L’Optimhomme secoua la tête.
— Potter est dans nos murs.
— Il est possible qu’ils aient une éprouvette portative contenant l’embryon, mais nous n’avons pas pu détecter la présence de l’appareil.
— Vous ne pouviez pas l’entendre, et d’ailleurs même si vous l’aviez entendu, vous n’auriez pas pu l’identifier.
Nourse leva les yeux vers les écrans ; ils étaient allumés, tous, sans exception.
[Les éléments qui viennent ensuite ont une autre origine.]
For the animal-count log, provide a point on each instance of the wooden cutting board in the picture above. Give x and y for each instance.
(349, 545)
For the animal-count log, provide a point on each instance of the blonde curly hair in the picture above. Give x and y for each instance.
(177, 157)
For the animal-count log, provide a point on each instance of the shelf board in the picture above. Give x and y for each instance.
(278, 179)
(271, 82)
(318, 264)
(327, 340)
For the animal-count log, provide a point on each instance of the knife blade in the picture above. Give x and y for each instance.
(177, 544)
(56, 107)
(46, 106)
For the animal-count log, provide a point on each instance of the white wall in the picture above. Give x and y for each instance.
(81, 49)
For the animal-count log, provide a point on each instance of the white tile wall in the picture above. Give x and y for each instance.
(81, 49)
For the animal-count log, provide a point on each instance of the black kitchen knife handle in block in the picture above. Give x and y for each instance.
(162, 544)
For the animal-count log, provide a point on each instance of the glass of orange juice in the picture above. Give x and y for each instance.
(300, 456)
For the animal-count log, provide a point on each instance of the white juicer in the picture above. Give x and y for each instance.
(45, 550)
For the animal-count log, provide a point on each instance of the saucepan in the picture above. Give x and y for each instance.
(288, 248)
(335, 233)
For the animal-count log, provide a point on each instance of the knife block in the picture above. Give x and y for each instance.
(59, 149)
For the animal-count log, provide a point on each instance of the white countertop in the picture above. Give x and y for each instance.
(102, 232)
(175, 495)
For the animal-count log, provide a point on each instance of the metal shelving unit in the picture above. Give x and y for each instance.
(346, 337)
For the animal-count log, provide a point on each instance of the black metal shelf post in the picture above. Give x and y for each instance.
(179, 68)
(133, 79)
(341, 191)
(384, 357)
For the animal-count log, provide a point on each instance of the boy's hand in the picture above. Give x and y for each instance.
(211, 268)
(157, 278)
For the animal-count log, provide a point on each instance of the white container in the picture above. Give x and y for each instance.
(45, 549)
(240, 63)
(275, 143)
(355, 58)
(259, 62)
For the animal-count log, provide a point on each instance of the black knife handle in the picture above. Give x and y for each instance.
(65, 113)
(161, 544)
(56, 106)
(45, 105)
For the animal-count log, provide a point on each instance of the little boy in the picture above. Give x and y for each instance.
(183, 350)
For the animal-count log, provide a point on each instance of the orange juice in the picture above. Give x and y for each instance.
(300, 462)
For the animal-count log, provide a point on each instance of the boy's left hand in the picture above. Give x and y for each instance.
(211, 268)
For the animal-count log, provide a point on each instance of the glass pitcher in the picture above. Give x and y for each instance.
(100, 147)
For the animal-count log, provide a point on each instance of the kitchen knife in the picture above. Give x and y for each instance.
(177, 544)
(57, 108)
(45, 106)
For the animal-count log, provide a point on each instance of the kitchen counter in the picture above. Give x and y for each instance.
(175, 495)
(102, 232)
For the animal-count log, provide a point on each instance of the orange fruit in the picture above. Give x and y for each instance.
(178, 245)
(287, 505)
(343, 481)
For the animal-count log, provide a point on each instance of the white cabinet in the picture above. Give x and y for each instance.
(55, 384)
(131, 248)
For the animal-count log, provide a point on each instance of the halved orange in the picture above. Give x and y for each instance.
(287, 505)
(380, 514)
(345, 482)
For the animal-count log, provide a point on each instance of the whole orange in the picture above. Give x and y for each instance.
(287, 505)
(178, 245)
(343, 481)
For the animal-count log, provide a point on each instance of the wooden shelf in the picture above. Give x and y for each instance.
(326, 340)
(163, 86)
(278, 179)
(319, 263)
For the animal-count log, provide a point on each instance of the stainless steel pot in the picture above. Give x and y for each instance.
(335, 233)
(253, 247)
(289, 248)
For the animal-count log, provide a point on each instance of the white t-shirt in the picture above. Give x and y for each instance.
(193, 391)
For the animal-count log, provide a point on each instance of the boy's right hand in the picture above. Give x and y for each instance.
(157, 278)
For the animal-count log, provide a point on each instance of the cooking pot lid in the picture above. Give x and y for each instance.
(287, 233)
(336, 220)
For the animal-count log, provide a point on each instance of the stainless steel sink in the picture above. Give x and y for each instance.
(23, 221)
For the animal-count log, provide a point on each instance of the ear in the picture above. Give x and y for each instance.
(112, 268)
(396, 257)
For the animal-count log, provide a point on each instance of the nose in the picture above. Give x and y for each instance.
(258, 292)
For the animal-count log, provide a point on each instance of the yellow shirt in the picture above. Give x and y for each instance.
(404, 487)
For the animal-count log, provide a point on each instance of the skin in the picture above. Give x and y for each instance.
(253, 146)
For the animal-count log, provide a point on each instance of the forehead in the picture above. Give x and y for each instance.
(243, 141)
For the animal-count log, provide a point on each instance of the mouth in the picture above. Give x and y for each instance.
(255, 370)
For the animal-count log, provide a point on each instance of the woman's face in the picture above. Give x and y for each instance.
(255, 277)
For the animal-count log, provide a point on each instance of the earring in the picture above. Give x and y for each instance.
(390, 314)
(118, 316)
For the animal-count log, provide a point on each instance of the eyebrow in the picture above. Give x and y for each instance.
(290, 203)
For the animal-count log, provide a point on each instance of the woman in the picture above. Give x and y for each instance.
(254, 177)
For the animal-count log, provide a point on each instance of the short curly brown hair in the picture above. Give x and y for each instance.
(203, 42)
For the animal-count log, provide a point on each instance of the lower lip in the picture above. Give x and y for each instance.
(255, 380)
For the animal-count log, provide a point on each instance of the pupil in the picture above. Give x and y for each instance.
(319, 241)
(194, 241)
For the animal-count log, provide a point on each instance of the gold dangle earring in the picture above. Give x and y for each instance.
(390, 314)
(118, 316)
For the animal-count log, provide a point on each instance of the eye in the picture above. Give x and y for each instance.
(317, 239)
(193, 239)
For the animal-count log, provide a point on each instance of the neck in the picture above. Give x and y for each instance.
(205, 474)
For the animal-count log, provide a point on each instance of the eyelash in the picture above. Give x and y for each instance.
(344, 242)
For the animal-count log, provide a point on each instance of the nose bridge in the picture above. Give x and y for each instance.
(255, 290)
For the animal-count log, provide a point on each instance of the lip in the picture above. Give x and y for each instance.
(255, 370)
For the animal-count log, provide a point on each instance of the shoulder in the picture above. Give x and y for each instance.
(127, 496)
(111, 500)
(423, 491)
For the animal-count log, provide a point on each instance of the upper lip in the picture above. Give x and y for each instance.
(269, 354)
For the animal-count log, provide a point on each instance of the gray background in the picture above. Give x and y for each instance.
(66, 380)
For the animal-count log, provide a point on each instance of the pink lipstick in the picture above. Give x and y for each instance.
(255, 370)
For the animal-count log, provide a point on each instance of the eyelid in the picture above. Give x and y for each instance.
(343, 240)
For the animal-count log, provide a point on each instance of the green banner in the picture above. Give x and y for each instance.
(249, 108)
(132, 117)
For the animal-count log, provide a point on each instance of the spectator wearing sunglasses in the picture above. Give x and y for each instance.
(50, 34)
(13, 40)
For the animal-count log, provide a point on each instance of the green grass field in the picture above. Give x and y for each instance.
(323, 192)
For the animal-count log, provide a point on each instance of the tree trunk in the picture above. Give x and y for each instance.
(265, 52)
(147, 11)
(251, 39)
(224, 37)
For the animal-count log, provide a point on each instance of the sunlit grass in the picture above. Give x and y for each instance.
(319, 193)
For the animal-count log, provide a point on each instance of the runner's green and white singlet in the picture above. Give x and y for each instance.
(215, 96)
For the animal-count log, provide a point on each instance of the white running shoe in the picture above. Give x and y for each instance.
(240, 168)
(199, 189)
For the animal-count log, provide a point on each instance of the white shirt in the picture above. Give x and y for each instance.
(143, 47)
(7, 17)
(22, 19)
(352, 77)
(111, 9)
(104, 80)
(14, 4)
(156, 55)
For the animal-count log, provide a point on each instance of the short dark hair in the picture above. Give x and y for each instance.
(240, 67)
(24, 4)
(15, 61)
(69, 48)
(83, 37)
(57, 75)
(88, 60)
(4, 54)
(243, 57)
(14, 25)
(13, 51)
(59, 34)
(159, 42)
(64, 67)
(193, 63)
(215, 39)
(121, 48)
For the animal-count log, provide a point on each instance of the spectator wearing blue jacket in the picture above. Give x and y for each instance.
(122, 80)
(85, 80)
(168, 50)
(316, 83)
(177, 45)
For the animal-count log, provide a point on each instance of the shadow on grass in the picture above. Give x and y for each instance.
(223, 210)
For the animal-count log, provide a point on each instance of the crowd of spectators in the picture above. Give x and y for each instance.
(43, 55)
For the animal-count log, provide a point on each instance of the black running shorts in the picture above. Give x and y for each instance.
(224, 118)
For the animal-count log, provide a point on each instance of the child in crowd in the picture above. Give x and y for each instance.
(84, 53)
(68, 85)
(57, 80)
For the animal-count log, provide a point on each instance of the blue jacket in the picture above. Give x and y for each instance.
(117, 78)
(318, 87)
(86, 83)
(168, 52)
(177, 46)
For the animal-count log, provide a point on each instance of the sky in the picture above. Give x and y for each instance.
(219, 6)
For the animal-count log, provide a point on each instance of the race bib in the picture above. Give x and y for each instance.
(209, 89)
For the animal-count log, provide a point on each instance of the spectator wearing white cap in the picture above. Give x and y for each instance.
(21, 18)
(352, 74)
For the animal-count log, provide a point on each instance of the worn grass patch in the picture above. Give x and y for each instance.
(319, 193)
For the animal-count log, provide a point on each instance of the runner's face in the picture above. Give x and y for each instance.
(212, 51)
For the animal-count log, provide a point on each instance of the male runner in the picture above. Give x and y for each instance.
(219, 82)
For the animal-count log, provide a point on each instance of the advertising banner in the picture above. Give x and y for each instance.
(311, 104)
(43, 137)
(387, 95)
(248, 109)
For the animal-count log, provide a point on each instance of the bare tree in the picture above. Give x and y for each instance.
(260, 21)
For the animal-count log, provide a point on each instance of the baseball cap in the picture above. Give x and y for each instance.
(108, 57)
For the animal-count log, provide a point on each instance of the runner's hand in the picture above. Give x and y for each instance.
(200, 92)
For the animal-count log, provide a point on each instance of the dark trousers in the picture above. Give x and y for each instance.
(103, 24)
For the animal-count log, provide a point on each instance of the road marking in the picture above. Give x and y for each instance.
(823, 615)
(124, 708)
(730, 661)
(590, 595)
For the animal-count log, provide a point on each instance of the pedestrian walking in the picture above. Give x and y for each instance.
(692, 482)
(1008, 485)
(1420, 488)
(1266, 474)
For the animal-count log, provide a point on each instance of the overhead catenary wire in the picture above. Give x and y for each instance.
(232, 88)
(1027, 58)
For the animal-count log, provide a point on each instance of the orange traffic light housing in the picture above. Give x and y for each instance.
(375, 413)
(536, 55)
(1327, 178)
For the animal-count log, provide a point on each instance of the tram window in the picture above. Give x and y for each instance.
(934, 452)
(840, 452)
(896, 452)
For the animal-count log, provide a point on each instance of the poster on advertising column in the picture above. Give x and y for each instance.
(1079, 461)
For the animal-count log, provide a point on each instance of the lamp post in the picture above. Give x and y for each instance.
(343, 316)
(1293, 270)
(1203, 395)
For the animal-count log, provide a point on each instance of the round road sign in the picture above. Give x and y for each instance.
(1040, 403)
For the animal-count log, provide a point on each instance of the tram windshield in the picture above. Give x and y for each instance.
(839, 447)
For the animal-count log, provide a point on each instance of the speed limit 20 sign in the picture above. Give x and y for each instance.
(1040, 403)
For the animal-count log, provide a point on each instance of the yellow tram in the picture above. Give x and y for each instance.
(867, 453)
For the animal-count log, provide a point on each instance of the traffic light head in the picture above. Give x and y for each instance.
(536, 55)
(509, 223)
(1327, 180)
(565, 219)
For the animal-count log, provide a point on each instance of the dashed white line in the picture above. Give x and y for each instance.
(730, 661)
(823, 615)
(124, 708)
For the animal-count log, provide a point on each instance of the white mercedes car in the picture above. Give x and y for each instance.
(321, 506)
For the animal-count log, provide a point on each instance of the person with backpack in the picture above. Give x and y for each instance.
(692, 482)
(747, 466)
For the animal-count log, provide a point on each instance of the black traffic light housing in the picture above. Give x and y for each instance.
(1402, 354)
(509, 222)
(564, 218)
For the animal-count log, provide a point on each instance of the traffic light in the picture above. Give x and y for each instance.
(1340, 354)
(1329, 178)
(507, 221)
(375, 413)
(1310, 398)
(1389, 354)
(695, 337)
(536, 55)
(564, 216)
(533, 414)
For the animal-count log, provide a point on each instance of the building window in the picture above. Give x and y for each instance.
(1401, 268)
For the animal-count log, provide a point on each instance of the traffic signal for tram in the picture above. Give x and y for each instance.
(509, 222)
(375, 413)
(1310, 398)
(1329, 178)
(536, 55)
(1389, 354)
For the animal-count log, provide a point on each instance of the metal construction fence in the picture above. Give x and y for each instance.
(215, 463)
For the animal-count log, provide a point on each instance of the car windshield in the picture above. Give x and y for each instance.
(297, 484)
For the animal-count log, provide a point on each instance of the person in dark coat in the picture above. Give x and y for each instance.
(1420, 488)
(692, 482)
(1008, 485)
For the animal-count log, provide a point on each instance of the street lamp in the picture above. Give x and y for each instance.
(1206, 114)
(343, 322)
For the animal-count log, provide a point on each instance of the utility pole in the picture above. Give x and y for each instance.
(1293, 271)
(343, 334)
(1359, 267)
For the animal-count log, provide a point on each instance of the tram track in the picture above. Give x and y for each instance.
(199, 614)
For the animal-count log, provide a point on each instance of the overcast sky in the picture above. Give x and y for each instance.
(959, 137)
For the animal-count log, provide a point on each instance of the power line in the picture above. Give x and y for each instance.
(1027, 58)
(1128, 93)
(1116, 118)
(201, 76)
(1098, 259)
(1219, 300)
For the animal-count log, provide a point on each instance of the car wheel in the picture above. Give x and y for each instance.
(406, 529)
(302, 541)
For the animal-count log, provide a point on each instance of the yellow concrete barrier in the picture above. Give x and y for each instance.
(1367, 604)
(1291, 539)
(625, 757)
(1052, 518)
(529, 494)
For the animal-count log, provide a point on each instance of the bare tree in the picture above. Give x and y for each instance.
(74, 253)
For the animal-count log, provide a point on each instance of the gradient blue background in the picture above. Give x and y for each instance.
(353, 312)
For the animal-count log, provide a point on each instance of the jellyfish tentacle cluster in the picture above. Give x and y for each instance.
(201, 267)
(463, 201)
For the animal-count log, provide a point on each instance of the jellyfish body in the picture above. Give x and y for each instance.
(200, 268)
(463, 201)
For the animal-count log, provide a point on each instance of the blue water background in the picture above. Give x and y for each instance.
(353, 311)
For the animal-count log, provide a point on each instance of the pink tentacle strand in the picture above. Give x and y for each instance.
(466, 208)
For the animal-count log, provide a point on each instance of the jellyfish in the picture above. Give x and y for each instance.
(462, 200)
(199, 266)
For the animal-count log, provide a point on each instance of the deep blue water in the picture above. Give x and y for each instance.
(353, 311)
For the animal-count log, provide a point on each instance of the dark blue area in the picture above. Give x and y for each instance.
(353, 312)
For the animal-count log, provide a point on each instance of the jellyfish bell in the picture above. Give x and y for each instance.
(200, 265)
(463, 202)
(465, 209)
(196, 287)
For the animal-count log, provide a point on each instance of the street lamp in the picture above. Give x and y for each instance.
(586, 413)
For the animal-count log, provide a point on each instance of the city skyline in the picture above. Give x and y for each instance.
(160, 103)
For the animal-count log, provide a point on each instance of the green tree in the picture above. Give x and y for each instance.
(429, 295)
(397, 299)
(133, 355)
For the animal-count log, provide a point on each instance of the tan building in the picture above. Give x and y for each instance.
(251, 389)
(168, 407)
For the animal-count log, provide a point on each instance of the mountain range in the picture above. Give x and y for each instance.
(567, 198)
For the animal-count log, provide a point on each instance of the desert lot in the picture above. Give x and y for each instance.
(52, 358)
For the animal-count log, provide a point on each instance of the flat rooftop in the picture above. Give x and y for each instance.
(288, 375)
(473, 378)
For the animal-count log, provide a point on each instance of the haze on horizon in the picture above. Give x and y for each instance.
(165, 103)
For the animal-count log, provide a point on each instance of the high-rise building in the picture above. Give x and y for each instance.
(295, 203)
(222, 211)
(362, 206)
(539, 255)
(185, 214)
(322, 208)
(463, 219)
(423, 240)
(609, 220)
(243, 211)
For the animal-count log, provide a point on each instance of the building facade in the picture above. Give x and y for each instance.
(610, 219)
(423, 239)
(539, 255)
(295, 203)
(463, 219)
Les Optimhommes observaient ce globe particulier ; nuit et jour maintenant les circuits restaient branchés.
— Ils savent ce que je pense, se dit-il. En sont-ils dégoûtés ou bien voient-ils dans toute cette affaire une autre manifestation intéressante de violence !
Comme prévu, Allgood répondit :
— Je n’arrive pas à comprendre, Nourse.
— Pas d’importance, rétorqua Nourse qui dévisagea son interlocuteur. Il avait l’air si jeune. Mais Nourse avait récemment remarqué une chose : le Centre grouillait de jeunes, mais aucun d’eux ne l’était vraiment. Pour un œil avisé, même les serviteurs stéris trahissaient ce phénomène. Il se sentit soudain lui-même dans la peau d’un Stéri de la masse, toujours à l’affût des signes de vieillissement chez les autres, rempli de l’espoir que, par comparaison, il rajeunissait.
— Quelles sont les instructions, Nourse ? insista Allgood.
— Les appels de Svengaard nous indiquent qu’il est prisonnier, mais nous ne devons pas négliger l’éventualité d’une ruse subtile. Il parlait d’une voix lasse, sur un ton résigné.
— Devons-nous détruire le camion, Nourse ?
— Détruire… Nourse haussa les épaules. Non, pas encore. Continuez de le surveiller. Déclenchez l’alerte générale : il nous faut connaître leur destination. Relevez tous les contacts qu’ils établissent et faites une enquête à leur sujet.